- Born: April 8, 1951 (age 75) Baltimore, Maryland, U.S.
- Education: University of Colorado Boulder (BA)
- Occupation: Novelist
- Writing career
- Notable works: The Prague Sonata, The Forgers, Trinity Fields, Giovanni's Gift
- Movement: Postmodern
- Website: bradfordmorrow.com

= Bradford Morrow =

American writer (born 1951)

Bradford Morrow is an American novelist, editor, essayist, poet, and children's book writer. Professor of literature and Bard Center Fellow at Bard College, he is the founding editor of Conjunctions literary magazine.

==Life==

Born in Baltimore, Maryland, on April 8, 1951, Morrow grew up in Littleton, Colorado, and, "after a decade of vagabonding from Honduras to France, Italy to England", settled in New York City, where he remains. In 1966, he was selected by the Colorado Medical Association to serve with a small number of other teenage volunteers as a medical assistant with the Amigos de las Americas program, giving inoculations and working with health-care professionals in poor, very rural areas in Honduras. The following year, 1967–1968, Morrow was a foreign exchange student under the auspices of the American Field Service, completing his final year of high school at a Liceo Scientifico in Cuneo, Italy. After completing his B.A. in English Literature at the University of Colorado Boulder, 1969–1972, where he graduated summa cum laude with a Phi Beta Kappa, he received a Danforth Fellowship to continue graduate studies in English and comparative literature at Yale University. Upon leaving Yale, Morrow moved first to Ithaca, New York, where he began research on a full-scale bibliography of Wyndham Lewis, consulting the archives at Cornell University, and then to Santa Barbara, California, where he met John Martin, of Black Sparrow Press, who would publish the bibliography in 1978.
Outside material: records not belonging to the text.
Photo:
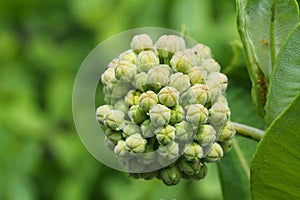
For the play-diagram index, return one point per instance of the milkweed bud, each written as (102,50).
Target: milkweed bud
(146,60)
(180,82)
(168,96)
(136,143)
(166,135)
(160,115)
(148,100)
(141,42)
(114,119)
(196,114)
(215,154)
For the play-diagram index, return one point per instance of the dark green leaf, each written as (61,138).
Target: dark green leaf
(275,166)
(285,80)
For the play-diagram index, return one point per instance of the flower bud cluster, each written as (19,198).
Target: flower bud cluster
(166,114)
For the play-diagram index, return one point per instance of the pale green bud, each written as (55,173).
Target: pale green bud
(101,111)
(114,119)
(129,56)
(210,65)
(219,113)
(148,130)
(193,152)
(184,131)
(132,98)
(160,115)
(202,52)
(114,136)
(181,62)
(136,143)
(140,82)
(146,60)
(168,153)
(158,76)
(108,76)
(148,100)
(167,45)
(189,167)
(215,154)
(177,114)
(206,135)
(125,71)
(197,114)
(166,135)
(227,133)
(180,82)
(170,175)
(199,94)
(130,129)
(121,105)
(197,75)
(137,114)
(141,42)
(168,96)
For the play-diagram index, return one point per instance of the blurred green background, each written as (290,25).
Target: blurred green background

The literary biannual journal Conjunctions was conceived in late 1980 as "Morrow sat in Beat poet Kenneth Rexroth's library in Santa Barbara, California. The two friends had the idea to assemble a Festschrift for James Laughlin, the beloved editor of New Directions." After being published by David R. Godine (1985–1987) and Collier Books/Scribner (1988–1989), the journal was picked up by Bard College in Annandale-on-Hudson, New York, which was the journal's publisher for 33 years. Bard ceased publishing Conjunctions after the Spring 2025 issue.

Morrow became Rexroth's literary executor in 1982, and has edited and introduced a number of the poet's books, including The Selected Poems of Kenneth Rexroth (1984), Classics Revisited (1986), World Outside the Window: Selected Essays of Kenneth Rexroth (1987), More Classics Revisited (1989), and with Sam Hamill coedited The Complete Poems of Kenneth Rexroth (2002).

He has taught at Princeton, Brown, and Columbia Universities, as well as the Naropa Institute. A professor emeritus, from 1990 to 2025 he was a professor of literature and Bard Center Fellow at Bard College.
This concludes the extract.